At a meeting last night, the committee voted seven to five to reject a hybrid planning application by the charity for a 60,000 sq ft school and 325 homes on the site, despite the scheme being recommended for approval by planning officers.
The Seashell Trust had lodged plans for the school at the site off Wilmslow Road, which would provide teaching space, a swimming pool and associated infrastructure, to replace its existing 120-capacity school at the site.
The charity provides specialist care to children and young people with autism, deafness, blindness, and those with physical and learning disabilities, and said its current 1950s buildings were “at their structural and functional limits” and “no longer meet operational needs”.
Willmott Dixon is currently on site demolishing these buildings, and it is understood the contractor was lined up to build the school facilities.
Overall, the school was expected to cost £45m, including £27m towards the school and college; £5m towards a new community centre and office for the trust; £5m for sports facilities; and £2m towards staff facilities.

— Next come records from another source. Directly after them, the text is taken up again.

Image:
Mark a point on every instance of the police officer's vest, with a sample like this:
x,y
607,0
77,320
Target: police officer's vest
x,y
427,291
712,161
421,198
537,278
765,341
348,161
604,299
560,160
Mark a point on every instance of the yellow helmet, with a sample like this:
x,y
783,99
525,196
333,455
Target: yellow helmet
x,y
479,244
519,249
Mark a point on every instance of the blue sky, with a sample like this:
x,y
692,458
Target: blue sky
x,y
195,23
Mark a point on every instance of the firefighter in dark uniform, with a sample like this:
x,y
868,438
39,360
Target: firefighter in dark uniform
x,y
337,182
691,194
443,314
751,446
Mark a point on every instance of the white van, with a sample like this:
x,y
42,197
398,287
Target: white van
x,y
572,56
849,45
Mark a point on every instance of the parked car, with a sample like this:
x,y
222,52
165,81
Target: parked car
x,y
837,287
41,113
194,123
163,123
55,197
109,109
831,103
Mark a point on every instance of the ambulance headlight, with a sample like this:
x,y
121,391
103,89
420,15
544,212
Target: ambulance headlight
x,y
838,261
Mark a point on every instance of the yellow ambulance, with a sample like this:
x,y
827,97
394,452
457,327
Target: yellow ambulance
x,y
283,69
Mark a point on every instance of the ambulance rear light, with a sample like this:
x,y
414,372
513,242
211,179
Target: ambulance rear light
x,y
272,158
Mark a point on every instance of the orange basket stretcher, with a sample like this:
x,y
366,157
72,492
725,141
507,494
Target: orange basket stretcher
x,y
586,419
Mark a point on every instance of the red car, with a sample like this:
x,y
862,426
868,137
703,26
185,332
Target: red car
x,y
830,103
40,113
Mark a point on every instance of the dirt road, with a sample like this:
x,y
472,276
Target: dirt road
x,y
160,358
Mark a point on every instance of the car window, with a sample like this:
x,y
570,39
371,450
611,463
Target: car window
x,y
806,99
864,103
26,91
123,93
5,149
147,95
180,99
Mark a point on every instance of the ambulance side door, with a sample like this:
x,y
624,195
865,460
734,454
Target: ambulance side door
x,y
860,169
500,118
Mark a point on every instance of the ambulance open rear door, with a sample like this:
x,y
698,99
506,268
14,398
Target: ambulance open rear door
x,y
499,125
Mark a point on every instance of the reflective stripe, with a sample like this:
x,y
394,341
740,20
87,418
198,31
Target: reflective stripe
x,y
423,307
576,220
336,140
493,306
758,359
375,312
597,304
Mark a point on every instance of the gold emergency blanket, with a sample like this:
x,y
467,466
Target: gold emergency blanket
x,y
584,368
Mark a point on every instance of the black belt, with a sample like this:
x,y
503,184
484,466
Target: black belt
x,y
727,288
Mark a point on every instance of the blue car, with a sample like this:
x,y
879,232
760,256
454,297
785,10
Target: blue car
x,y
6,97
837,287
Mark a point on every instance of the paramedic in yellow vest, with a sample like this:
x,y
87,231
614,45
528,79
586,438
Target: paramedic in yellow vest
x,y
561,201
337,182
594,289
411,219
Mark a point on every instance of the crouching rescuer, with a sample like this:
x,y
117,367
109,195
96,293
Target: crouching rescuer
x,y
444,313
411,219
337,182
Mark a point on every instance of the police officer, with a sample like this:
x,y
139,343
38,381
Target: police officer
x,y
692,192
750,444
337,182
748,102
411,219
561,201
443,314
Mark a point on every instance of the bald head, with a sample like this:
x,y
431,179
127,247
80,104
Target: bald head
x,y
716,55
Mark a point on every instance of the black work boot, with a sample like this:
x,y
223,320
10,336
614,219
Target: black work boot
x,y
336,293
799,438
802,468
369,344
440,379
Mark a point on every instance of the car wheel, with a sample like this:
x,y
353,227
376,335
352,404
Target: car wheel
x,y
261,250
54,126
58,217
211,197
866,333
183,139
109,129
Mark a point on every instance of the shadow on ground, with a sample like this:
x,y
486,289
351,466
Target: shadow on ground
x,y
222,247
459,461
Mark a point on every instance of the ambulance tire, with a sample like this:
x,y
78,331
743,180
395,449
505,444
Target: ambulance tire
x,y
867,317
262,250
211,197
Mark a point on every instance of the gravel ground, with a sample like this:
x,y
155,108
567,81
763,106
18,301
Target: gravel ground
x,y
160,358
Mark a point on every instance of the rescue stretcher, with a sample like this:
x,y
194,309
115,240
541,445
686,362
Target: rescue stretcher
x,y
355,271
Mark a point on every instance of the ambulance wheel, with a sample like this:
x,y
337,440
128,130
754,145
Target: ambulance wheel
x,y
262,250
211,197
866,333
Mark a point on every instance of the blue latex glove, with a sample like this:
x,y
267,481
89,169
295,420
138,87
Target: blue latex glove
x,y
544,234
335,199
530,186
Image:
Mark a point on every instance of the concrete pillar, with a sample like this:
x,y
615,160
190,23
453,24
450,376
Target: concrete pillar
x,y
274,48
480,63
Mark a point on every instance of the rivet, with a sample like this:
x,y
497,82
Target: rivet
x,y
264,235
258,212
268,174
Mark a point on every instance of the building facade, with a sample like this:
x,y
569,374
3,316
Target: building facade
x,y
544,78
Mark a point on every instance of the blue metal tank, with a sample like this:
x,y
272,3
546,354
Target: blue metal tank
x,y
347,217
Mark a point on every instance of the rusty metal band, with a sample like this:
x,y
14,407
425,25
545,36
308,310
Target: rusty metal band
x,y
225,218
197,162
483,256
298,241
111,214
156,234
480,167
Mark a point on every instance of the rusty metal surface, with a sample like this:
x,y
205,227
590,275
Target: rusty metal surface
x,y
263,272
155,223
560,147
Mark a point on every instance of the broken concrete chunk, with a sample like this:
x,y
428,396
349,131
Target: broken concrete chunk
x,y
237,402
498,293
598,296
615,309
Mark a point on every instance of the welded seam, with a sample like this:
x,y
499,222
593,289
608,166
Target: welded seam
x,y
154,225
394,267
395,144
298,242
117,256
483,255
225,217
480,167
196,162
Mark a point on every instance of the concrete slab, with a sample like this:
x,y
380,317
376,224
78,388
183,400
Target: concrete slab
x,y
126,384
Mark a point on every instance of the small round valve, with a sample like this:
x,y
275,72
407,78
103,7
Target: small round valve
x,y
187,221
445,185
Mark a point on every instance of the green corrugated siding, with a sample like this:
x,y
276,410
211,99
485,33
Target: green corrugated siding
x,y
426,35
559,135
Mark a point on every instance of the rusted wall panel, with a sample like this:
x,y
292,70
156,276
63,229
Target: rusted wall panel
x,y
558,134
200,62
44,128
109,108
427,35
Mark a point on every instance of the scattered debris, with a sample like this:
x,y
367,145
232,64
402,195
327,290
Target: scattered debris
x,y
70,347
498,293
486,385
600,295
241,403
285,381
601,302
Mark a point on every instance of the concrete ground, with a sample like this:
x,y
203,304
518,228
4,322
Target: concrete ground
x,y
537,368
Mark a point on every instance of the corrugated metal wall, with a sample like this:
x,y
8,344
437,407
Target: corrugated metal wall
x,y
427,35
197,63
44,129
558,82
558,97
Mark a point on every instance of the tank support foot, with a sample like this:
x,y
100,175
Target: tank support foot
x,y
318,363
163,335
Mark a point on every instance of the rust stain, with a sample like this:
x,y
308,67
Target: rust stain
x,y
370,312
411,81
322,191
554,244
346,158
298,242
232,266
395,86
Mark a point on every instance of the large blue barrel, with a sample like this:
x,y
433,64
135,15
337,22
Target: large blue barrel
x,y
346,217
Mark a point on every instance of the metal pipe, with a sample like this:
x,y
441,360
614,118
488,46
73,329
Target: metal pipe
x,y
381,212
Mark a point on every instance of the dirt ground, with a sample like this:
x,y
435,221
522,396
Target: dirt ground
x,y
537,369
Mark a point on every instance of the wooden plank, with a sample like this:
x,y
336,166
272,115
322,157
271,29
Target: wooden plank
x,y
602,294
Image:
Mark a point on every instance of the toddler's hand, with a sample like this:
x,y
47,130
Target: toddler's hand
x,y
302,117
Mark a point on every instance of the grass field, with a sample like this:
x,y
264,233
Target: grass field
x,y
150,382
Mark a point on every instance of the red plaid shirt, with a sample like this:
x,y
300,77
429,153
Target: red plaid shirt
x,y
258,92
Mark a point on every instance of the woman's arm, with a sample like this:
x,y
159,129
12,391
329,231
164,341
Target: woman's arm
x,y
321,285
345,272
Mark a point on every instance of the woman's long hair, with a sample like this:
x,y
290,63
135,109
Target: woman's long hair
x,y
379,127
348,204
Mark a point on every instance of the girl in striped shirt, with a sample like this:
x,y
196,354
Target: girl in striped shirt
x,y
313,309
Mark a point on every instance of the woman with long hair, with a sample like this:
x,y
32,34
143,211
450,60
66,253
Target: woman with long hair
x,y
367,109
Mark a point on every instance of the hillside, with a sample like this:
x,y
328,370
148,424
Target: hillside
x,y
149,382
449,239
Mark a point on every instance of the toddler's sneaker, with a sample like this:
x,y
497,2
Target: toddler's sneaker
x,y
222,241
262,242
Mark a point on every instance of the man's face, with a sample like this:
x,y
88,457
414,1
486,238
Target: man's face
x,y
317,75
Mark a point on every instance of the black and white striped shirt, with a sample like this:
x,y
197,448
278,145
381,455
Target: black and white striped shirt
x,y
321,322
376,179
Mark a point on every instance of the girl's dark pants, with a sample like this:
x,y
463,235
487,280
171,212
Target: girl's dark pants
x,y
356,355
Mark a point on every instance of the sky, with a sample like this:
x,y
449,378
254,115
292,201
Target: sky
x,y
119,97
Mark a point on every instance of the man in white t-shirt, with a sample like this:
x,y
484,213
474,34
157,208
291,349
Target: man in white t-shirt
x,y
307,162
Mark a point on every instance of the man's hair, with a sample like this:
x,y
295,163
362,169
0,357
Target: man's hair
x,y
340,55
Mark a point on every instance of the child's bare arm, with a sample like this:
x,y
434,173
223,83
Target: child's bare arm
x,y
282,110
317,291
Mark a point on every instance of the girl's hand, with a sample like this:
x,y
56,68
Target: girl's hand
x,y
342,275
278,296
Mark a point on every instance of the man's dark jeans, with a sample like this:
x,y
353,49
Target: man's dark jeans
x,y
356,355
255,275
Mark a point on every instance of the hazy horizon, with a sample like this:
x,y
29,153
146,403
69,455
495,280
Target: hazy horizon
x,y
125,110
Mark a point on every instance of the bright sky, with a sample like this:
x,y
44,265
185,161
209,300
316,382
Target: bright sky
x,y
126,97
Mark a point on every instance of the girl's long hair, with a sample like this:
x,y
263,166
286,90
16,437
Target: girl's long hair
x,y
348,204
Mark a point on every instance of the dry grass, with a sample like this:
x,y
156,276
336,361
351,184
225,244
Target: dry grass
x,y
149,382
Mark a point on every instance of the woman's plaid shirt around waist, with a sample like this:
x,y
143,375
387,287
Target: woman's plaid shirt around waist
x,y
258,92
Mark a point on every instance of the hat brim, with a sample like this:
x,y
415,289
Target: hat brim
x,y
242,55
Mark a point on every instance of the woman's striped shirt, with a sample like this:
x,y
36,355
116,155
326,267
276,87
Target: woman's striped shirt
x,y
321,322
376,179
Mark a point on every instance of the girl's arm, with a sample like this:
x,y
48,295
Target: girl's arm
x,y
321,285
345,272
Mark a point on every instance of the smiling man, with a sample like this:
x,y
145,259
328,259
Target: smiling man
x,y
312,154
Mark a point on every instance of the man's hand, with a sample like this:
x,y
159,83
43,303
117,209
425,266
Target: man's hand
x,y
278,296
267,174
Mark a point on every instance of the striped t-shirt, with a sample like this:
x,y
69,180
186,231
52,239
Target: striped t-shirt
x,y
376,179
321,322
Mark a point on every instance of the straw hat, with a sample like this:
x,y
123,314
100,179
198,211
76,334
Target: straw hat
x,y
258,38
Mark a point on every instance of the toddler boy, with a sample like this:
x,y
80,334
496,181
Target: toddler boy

To pay for the school, the Trust proposed to dispose of part of its land to the north of the campus for housing development, and submitted an outline planning application for this alongside the school. The 37-acre site is designated as green belt.
The outline application included 325 homes, around 30% of which were designated as affordable. It is understood the charity was confident of agreeing a deal with a housebuilder in the coming months to bring forward the site.
Stockport planners had recommended the scheme for approval, despite the fact the proposals were “in conflict with relevant green belt policies” in the area’s local development plan, and added the scheme would have “a detrimental impact” on the openness of the green belt and would result in “encroachment into the countryside”.
The development would also cause “significant extra demand” for local school places which “could not be readily absorbed by existing schools in the borough”.
Despite this, officers said the Trust had demonstrated “very special circumstances” to allow the project to proceed and had shown it would have “clear public benefits” and that alternative ways of delivering the school had been “fairly and reasonably discounted”.
Mark Geraghty, chief executive of Seashell Trust, said: “We are obviously very disappointed and somewhat surprised by the committee’s decision to go against the planning officers’ recommendation and refuse our application for the new school and campus at Seashell Trust.
“We have been working incredibly hard for more than two years now to answer questions asked of us by the planning team and we firmly believe we have proved beyond doubt the need for a new school and campus of this nature and the very special circumstances that allow the committee to approve the application.
“We are now going to discuss our options and decide on next steps”.
The professional team includes architect Worthington Ashworth Jackson Walker and NJL Consulting as planner. Carillion carried out a viability assessment for the project.